Islam is a religion of mercy and clemency. It calls for curing the sick, relieving their pain and treating them. It commands the Muslims to search for new medicines and consult a specialized physician when they are ill. So in the early stages of Islam it was a part of Muslim culture and Muslim education to seek knowledge in the field of medical science and practice it in easing the pain of the patients.

Arabs before the spread of Islam were divided and  illiterate; they used to spent their time in fighting. They had only one good thing in common and that was the Arabic culture. But this nation was united under the leadership of Prophet Muhammad (SM) and they started gathering knowledge. And soon gathering knowledge had become a part of Muslim Culture. Both the Muslim teachers and the Muslim students pursued knowledge.

After the death of Prophet Muhammad (SM) the Muslim rulers took the charge to spread the Islamic knowledge and general knowledge. Under Islam, life sciences were so great that Muslims became masters. Muslims did not only master the art and fact of science but also it became a part of Muslim culture. Accordingly, their universities were welcoming those European students who left their countries seeking these sciences.

Besides, European kings and princes headed for Muslim countries for receiving medical treatment.
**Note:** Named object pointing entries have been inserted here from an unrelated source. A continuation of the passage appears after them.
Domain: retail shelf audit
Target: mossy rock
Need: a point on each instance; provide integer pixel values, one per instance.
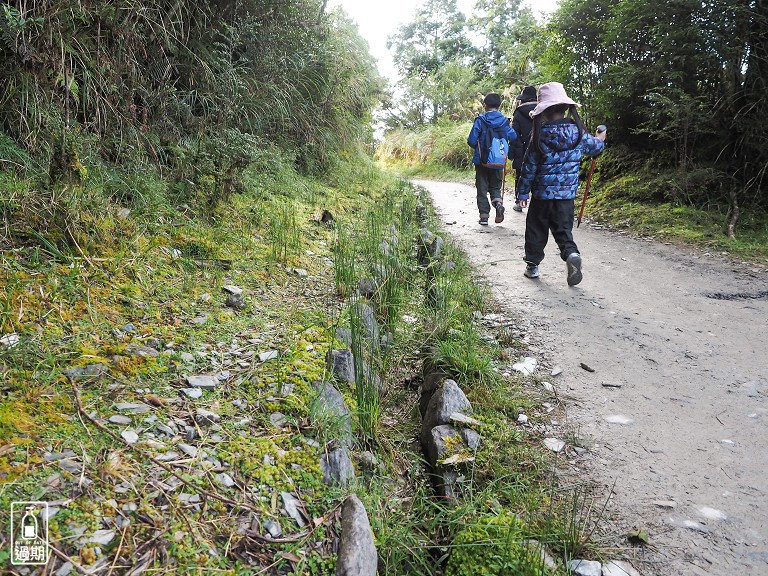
(495, 546)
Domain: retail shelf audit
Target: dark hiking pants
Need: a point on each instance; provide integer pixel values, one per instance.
(487, 181)
(545, 216)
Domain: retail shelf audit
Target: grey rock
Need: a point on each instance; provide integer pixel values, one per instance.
(102, 537)
(345, 335)
(207, 382)
(585, 568)
(342, 365)
(70, 465)
(193, 393)
(459, 418)
(235, 301)
(268, 355)
(206, 417)
(337, 467)
(367, 318)
(368, 460)
(55, 456)
(187, 449)
(225, 480)
(619, 568)
(435, 443)
(90, 372)
(119, 419)
(65, 569)
(330, 405)
(357, 551)
(446, 400)
(130, 436)
(273, 528)
(471, 438)
(141, 351)
(292, 505)
(432, 380)
(133, 407)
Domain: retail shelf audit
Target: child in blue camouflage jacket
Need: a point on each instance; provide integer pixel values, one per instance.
(550, 177)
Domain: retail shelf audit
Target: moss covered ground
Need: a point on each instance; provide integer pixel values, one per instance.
(121, 312)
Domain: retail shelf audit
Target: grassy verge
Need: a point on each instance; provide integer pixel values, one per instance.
(130, 303)
(638, 202)
(619, 202)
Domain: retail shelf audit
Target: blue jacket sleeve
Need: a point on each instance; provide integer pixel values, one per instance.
(474, 134)
(592, 146)
(511, 134)
(528, 174)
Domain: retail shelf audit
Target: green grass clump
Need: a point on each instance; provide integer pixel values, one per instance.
(494, 546)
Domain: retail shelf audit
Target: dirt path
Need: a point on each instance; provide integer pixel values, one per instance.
(691, 464)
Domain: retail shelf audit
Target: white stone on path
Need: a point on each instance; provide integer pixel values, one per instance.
(268, 355)
(202, 381)
(225, 480)
(585, 568)
(129, 436)
(619, 568)
(120, 419)
(527, 366)
(619, 419)
(711, 513)
(554, 444)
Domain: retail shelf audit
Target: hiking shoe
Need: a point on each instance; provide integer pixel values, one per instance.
(573, 263)
(531, 271)
(499, 213)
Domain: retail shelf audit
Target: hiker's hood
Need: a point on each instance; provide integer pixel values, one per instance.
(559, 135)
(495, 118)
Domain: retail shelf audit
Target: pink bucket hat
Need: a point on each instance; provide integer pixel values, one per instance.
(551, 94)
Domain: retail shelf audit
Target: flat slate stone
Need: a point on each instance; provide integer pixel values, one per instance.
(357, 551)
(208, 382)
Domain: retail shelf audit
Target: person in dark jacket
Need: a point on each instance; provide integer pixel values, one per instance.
(550, 176)
(489, 180)
(522, 124)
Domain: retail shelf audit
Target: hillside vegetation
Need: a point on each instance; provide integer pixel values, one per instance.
(186, 214)
(680, 87)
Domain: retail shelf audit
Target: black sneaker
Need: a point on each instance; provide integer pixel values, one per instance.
(573, 263)
(499, 213)
(531, 271)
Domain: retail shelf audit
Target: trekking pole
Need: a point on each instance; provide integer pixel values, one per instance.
(600, 128)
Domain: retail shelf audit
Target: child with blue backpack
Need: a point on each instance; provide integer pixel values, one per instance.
(491, 135)
(550, 175)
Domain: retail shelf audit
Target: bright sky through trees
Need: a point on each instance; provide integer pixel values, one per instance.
(380, 19)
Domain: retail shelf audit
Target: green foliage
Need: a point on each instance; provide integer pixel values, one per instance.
(444, 144)
(494, 546)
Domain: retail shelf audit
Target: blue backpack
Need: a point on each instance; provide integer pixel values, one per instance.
(493, 146)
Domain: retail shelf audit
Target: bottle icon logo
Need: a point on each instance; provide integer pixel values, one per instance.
(29, 533)
(29, 525)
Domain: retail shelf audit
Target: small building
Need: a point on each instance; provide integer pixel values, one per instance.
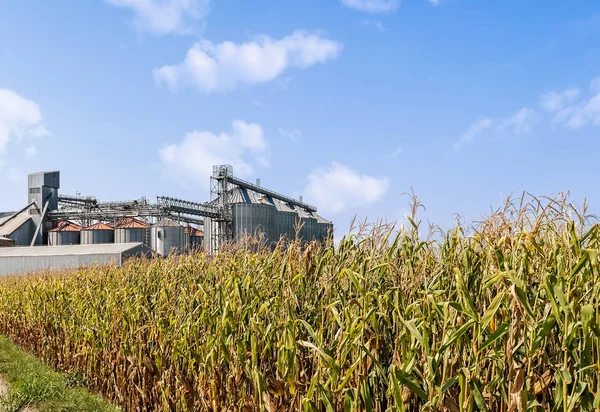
(96, 234)
(23, 260)
(6, 242)
(65, 233)
(131, 230)
(19, 226)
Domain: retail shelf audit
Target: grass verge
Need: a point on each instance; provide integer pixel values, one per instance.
(34, 384)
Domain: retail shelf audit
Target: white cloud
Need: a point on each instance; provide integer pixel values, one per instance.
(373, 6)
(337, 188)
(292, 134)
(193, 158)
(282, 83)
(211, 67)
(19, 118)
(477, 128)
(521, 122)
(396, 152)
(376, 24)
(554, 101)
(30, 151)
(164, 16)
(572, 112)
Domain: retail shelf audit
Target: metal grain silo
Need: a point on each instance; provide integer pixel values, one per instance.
(254, 219)
(309, 230)
(195, 237)
(96, 234)
(168, 236)
(325, 229)
(286, 220)
(131, 231)
(65, 233)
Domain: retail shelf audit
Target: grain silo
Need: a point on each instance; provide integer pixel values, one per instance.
(195, 237)
(65, 233)
(168, 236)
(97, 234)
(131, 230)
(253, 215)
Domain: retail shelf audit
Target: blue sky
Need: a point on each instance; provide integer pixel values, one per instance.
(349, 103)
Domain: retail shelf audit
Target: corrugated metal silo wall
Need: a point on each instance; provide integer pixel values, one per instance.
(285, 225)
(254, 219)
(23, 235)
(310, 229)
(325, 231)
(131, 235)
(168, 239)
(208, 234)
(64, 238)
(95, 237)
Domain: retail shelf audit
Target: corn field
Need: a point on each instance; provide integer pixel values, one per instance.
(501, 317)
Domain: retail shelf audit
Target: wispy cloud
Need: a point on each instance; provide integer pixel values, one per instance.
(19, 118)
(521, 122)
(571, 110)
(292, 134)
(376, 24)
(337, 187)
(162, 17)
(191, 160)
(474, 131)
(518, 123)
(372, 6)
(210, 67)
(396, 152)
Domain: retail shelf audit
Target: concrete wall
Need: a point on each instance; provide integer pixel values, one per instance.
(13, 265)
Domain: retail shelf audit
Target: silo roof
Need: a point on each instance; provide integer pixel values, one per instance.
(193, 232)
(10, 224)
(130, 223)
(66, 226)
(98, 226)
(168, 222)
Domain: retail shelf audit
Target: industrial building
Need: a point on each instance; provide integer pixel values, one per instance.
(236, 209)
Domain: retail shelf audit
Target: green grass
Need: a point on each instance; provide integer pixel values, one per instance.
(34, 384)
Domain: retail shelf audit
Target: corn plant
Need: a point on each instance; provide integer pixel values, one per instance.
(502, 316)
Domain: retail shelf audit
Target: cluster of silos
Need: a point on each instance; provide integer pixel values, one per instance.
(165, 237)
(98, 233)
(65, 233)
(131, 231)
(195, 237)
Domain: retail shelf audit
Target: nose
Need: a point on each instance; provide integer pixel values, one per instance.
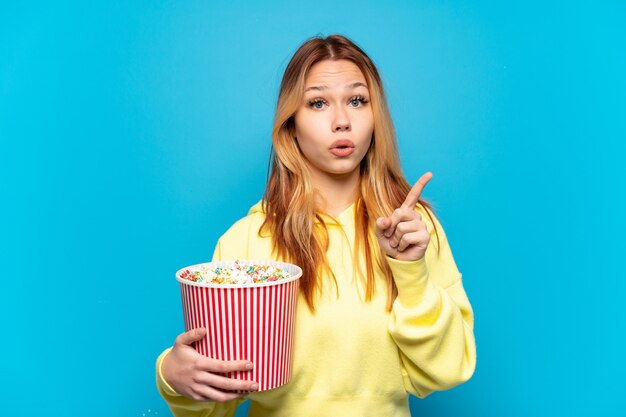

The French thinker, Gustave Le Bon wished that Muslims had controlled France in order to make Paris like Toledo in the Muslim Spain. He also spoke of the grandeur of the scientific civilization of Islam as follows: “Europe is a city for (Muslims) Arabs with its civilization.

Modern medical science, though mostly developed in the West, it is basically the continuation of contribution made by scientists of the early Muslim period. Scientific approach to medical science began in the Greek period. After  the fall of the Greeks, Romans controlled the old Greek territories.

The Romans had little interest in pure science and the Greek science, including their medical science, continued to prevail  in the Roman empire. Due to the antipathy of the Romans, Greek science was gradually lost, though a pan of it survived by its translations into Latin through individual efforts. A number of Greek scientists fled to Judishapur in Persia to avoid Roman torture, and they continued their pursuit of scientific activities under the patronage of the Persian rulers.

When the Muslim rulers  conquered the eastern Roman empire (Byzantium); the Muslim scientists saved the Greek knowledge from total destruction. Muslims first translated all the book of science into Arabic language  then available, and later began to develop science further. Muslims contributed most in the fields of philosophy, general science, technology and especially medicine. Islamic education pursed both the Islamic knowledge and science at a time. Their contributions to the basic medical sciences has previously been reported.’ In clinical sciences their contributions were most remarkable in the fields of general medicine surgery ,therapeutics and ophthalmology.

Muslims  thus made extraordinary advances in medicine through their research. The first important physician was Abu Bakr Muhammad Ibn Zakariyya Al-Razi (d. 923), known in Europe as Rhazes. He wrote voluminously on many scientific and philosophic subjects, and over fifty of his works are extant. His greatest work, Al-Havi, was translated into Latin as the Continens, (the comprehensive book). It was the first encyclopedia of all medical science up to that time, and had to be completed by his disciples after his death. For each disease he gave the views of Greek, Syrian, Indian, Persian and Arabic authors, and then added notes on his clinical observations and expressed a final opinion.

The greatest writer on medicine was Ibn Sina or Avicenna. He was also one of the two greatest Arabic philosophers. His eminence in medicine was due to his ability to combine extensive theoretical knowledge and thought with acute clinical observation. His vast Canon of Medicine (Al-Qanun fi’t-Tib) was translated into Latin in the twelfth century and was used much more than the works of Galen and Hippocrates. It dominated the teaching of medicine in Europe until at least the end of the sixteenth century.

There were sixteen printed editions of it in the fifteenth century, one being in Hebrew, twenty editions in the sixteenth century and several more in the seventeenth. Roughly contemporary with Ibn Sina was the chief Arabic writer on surgery and surgical instruments, Abul Qasim az-Zohrawi (d. after 1009), usually known in Latin as Abulcasis.